Grand words surely for us to remember, a testimony to his character and life work that had stood the test of two centuries and a half, uttered by one who had personal and impartial experience of the fruitfulness of his labours.

St. Peters Church Dorchester

St. Peters Church Dorchester, Dorset , © DCM

Another glimpse into his personality is given by Thomas Fuller, a contemporary (1608—1661) and indeed Rector of the Dorset parish of Broadwindsor, who gives a characteristic sketch of White in the Worthies of England.

“A grave man, yet without moroseness, as he would willingly contribute his shot of facetiousness on any just occasion. A constant preacher, so that in the course of his ministry he expounded the Scripture all over, and half over again, having an excellent faculty in the clear solid interpreting thereof. A good governor, by whose wisdom the town of Dorchester was much enriched; knowledge causing piety, piety breeding industry, industry procuring plenty unto it. He absolutely commanded his own passions and the purses of his parishioners, whom he could wind up to what height he pleased on all important occasions.”

Rev. John White Memorial Brass

Memorial brass erected in the Porch of St. Peter’s Church, Dorchester, Dorset, to the Rev. John White, the inscription written and designed by the late Mr. Henry Moule © DCM

Verily he had “a strong sway in the town” as is recorded of him in the porch of St. Peter’s Church.

There is not much more to be said of Master White and his connection with the Puritan emigration. Our Dorchester declared for the Parliament party at the commencement of the Civil War, with which the Puritan Patriarch would have agreed most heartily. In 1642 a troop of Prince Rupert’s Horse attacked the town, broke into Parson White’s house, carrying off or destroying his books. Taking refuge in London he was given  duty as Minister of the Savoy, and Rector of Lambeth, being appointed also one of the Westminster “Assembly of Divines.” He was able, however,, to return to his old home and Rectory, where he died 21st July, 1648, and was buried in the Porch of the Church of St. Peter.

Another Memorial to the “Patriarch of Dorchester ” may be seen in Holy Trinity Church, Dorchester.
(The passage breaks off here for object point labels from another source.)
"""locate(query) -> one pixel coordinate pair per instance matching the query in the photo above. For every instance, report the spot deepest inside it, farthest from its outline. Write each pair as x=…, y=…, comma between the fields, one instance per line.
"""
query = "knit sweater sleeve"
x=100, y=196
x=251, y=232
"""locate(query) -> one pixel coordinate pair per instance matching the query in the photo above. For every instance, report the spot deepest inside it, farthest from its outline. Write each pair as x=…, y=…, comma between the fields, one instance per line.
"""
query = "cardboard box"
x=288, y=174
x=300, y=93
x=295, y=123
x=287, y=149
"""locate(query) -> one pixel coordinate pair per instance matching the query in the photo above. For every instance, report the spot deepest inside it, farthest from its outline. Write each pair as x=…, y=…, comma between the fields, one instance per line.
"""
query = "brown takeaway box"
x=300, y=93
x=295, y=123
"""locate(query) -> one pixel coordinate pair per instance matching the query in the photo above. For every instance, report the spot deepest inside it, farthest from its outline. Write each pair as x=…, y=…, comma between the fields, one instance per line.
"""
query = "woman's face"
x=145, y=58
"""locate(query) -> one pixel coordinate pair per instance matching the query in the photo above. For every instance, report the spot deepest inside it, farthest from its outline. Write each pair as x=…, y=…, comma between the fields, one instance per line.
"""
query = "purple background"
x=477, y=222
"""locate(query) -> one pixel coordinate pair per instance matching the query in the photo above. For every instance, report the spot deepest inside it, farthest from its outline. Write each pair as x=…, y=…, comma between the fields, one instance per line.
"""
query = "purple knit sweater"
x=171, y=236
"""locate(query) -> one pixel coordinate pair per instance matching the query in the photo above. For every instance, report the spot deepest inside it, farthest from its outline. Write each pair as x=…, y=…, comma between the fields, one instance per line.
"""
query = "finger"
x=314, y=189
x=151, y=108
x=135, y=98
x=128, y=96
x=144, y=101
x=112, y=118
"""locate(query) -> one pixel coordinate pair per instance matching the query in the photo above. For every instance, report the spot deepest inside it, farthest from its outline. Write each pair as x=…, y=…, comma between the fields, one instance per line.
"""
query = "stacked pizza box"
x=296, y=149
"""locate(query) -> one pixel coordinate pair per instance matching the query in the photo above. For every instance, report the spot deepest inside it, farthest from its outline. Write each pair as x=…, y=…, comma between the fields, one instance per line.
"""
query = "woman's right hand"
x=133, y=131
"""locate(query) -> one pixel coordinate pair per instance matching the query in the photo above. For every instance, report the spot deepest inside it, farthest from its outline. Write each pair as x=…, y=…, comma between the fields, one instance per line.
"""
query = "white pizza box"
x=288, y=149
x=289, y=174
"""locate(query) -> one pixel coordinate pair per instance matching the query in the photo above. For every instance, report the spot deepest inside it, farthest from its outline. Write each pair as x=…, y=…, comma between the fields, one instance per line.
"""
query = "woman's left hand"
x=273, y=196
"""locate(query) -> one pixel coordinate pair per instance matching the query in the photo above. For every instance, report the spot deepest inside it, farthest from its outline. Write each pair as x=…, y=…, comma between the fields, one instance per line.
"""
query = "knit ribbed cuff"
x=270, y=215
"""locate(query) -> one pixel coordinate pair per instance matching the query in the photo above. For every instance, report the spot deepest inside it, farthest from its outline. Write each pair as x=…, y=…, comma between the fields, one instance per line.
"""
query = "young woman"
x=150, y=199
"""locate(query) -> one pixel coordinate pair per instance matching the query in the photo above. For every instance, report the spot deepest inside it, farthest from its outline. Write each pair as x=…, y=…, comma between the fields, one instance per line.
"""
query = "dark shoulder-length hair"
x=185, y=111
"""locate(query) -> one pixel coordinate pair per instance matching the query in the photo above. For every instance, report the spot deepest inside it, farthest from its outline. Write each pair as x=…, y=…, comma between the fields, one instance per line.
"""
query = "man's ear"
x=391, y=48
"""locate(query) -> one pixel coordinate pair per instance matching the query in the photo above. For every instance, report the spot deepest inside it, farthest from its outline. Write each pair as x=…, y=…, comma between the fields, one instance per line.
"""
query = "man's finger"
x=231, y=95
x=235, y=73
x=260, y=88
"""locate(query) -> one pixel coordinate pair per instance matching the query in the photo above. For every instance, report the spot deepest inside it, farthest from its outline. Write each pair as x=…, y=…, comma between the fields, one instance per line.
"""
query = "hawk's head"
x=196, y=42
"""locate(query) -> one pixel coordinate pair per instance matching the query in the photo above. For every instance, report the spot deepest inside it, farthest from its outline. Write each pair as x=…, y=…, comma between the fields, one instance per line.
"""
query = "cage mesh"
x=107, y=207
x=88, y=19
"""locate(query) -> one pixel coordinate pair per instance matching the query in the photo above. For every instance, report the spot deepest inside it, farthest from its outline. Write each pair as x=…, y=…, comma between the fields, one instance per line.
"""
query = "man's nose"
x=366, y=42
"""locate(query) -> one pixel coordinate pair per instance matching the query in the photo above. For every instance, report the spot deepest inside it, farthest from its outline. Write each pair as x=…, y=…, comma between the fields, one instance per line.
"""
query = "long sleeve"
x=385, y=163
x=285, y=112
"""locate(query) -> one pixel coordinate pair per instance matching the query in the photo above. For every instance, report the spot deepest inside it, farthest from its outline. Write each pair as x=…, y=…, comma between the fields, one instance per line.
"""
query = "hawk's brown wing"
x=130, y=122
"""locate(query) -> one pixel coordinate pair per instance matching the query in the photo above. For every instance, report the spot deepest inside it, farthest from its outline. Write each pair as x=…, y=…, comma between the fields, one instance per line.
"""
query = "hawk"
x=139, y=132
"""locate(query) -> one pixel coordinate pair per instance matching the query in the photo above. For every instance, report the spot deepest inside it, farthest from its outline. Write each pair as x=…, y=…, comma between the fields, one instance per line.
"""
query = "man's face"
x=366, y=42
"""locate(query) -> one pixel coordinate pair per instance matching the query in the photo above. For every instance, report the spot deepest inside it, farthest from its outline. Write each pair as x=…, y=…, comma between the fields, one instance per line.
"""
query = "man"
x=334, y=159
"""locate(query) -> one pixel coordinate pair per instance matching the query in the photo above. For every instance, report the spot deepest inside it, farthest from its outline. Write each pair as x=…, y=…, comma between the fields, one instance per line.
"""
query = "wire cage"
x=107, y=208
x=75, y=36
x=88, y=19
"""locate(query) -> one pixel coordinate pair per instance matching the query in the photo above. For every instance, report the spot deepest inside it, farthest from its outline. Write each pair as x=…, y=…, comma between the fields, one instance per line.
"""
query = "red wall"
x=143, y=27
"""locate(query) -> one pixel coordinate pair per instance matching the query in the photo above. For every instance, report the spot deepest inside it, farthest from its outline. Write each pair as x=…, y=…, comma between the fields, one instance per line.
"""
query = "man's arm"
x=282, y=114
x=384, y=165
An oak panel at the West end of the Church gives a list of Rectors dating from the year 1302 A.D. (The two parishes of Holy Trinity and S. Peter having been united down to 1824 A.D.). It is recorded that this panel, erected in 1902, is ” In Memory of the Rev. John White, 45 years Rector of Holy Trinity and St. Peter’s, Dorchester, by Members of Holy Trinity Church and those who revere his memory in Dorchester, Massachusetts.”

Names of Ships trading from England to America, 1620, onwards.

Speedwell
James – from Bristol
Mayflower
Elizabeth
Mary and John
Hercules
Abigail
John and Dorothy
Arbella
The Rose
Lyon’s Whelp
Defence
Sparrowhawk – wrecked
James

Books consulted in preparing this paper.

  • Founding of Charlestown, by H. H. Sprague, Boston, U.S.A., 1910.
  • Proceedings at  the  250th  Aniversary of First Church  and  Parish, Dorchester, Mass., Boston, U.S.A., 1880.
  • Towns of New England and Old England, State Street Trust Company, Boston, 1920.
  • History of Dorchester, Antiquarian and Historical Soc., Boston, 1859.
  • Narrative History of Good Old Dorchester, Orcutt.